Suo padre si salvò per miracolo...
«Per poi morire cinque anni dopo quel conflitto a fuoco con i brigatisti. Furono cinque anni drammatici per lui, carichi di dolore e sofferenze. Ricordo che quando faceva il bagno, sul fondo della vasca rimaneva il piombo che fuoriusciva dalle ferite sulla schiena. Il giorno in cui fu operato, il primario disse che le schegge che non erano riusciti a togliere si sarebbero mosse verso l’interno del corpo nell’arco di poco tempo. E così è stato. Quando è morto aveva 55 anni ed era padre di quattro figli. Mi fa male pensare che mio padre sia stato riconosciuto da un tribunale vittima del terrorismo soltanto nel 2018».
Cosa le raccontò suo padre del conflitto a fuoco con i brigatisti?
«L’Antiterrorismo di Torino in quei giorni riceve una soffiata e dice che Gancia e i suoi rapitori sono nascosti in una cascina della zona di Acqui Terme. Era il giorno della festa dell’Arma. Il tenente Rocca prende il Winchester, mio padre la sua pistola di ordinanza e così anche gli altri. Convinti che fosse una soffiata e nulla più. Quando arrivano alla cascina Spiotta d’Arzello sentono delle voci. Mio padre avrebbe voluto attendere i rinforzi, ma i colleghi gli dicono di bussare alla porta e così fa.

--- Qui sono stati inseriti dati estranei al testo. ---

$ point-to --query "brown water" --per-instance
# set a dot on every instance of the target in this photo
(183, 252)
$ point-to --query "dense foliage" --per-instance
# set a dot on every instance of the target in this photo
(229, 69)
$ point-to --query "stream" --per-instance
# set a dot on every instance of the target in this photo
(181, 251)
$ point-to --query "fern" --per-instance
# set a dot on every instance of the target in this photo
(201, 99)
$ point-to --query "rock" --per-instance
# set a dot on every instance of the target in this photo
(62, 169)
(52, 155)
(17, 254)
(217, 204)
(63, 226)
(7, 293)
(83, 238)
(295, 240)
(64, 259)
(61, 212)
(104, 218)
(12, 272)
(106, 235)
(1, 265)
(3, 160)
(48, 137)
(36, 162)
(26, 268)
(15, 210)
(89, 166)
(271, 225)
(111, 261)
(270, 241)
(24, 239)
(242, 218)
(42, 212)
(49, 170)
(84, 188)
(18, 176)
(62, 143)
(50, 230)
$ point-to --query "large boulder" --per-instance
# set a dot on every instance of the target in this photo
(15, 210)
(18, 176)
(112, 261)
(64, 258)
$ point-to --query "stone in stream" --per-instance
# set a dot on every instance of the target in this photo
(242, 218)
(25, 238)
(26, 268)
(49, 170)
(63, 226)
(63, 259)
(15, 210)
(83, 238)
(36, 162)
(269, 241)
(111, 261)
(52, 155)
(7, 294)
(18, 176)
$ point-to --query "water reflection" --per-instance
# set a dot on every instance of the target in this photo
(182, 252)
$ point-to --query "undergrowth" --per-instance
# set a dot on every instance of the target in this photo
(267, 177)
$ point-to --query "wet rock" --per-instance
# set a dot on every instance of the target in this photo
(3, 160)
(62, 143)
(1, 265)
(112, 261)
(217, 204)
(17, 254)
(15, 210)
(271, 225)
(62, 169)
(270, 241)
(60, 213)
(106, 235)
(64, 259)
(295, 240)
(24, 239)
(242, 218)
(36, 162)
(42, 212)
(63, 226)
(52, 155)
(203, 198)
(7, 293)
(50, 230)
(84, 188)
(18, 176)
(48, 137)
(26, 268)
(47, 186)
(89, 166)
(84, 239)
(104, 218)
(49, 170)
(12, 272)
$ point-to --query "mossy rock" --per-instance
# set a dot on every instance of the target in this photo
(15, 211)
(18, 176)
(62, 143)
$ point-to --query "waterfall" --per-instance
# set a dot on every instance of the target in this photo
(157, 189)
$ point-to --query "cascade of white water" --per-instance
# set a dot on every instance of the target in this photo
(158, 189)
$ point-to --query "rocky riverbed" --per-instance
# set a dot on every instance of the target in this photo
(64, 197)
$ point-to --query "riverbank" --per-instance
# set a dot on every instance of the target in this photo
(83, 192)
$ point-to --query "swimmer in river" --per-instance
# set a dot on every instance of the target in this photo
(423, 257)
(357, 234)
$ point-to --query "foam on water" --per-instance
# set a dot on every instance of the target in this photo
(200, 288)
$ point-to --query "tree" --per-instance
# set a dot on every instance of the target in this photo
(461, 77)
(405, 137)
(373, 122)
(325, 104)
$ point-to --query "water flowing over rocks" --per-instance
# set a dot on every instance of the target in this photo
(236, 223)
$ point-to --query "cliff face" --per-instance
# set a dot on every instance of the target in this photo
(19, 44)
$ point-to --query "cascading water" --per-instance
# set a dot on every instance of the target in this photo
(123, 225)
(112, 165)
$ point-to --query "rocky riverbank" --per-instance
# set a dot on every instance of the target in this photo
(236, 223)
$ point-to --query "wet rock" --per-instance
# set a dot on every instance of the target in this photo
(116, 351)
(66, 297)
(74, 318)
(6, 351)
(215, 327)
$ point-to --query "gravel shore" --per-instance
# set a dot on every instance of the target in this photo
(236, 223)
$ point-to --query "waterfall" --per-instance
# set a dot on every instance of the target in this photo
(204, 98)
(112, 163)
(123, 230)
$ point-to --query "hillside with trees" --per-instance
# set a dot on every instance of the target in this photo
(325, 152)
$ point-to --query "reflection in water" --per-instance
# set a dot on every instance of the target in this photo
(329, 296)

A quel punto apre un terrorista, il tenente Rocca controlla la finestra della cascina, mio padre avanza e il brigatista gli tira una bomba a mano Srcm. Lui fa giusto in tempo a dare una spinta a Rocca per allontanarlo e sbilanciandosi la bomba lo colpisce sul braccio e sulla schiena, mentre il collega Rocca viene preso in faccia e perde un occhio. Mio padre lo trascina lontano e lo carica su un’auto che passa e lo fa portare in ospedale. Quando papà torna alla cascina, trova il collega D’Alfonso, che era stato trasferito un mese prima ad Acqui Terme, morto a terra, anche Margherita Cagol è senza vita, colpita al polmone mentre scappa dall’altro carabiniere Barberis, che per paura si era nascosto sotto la macchina».
Chi è per lei Margherita Cagol?
«In quei tempi persone come lei venivano definite "compagni che sbagliavano". Margherita, Maraschi, Moretti, Curcio erano tutti compagni che sbagliavano. Oggi mi piacerebbe sapere se la sinistra italiana su questo aspetto ha cambiato posizione. Lei era una ragazza brillante con un’idea molto passionaria della vita e che ha creduto davvero che si potesse ribaltare la democrazia di un Paese a forza di bombe a mano e colpi di mitra. Questi si chiamano terroristi. Negli anni di piombo a Torino e in tante altre città alle cinque del pomeriggio non c’era più nessuno in giro. Questo era il clima di quei tempi che Margherita Cagol, fondatrice delle Brigate Rosse con Curcio, ha contribuito a creare. Il giorno del giudizio è già passato, i tribunali hanno già deciso e la democrazia ha prevalso, ma non si può liquidare così quel periodo. Non lo trovo giusto perché ci sono persone che ancora oggi portano i danni morali e biologici di quegli eventi. Siamo noi vittime».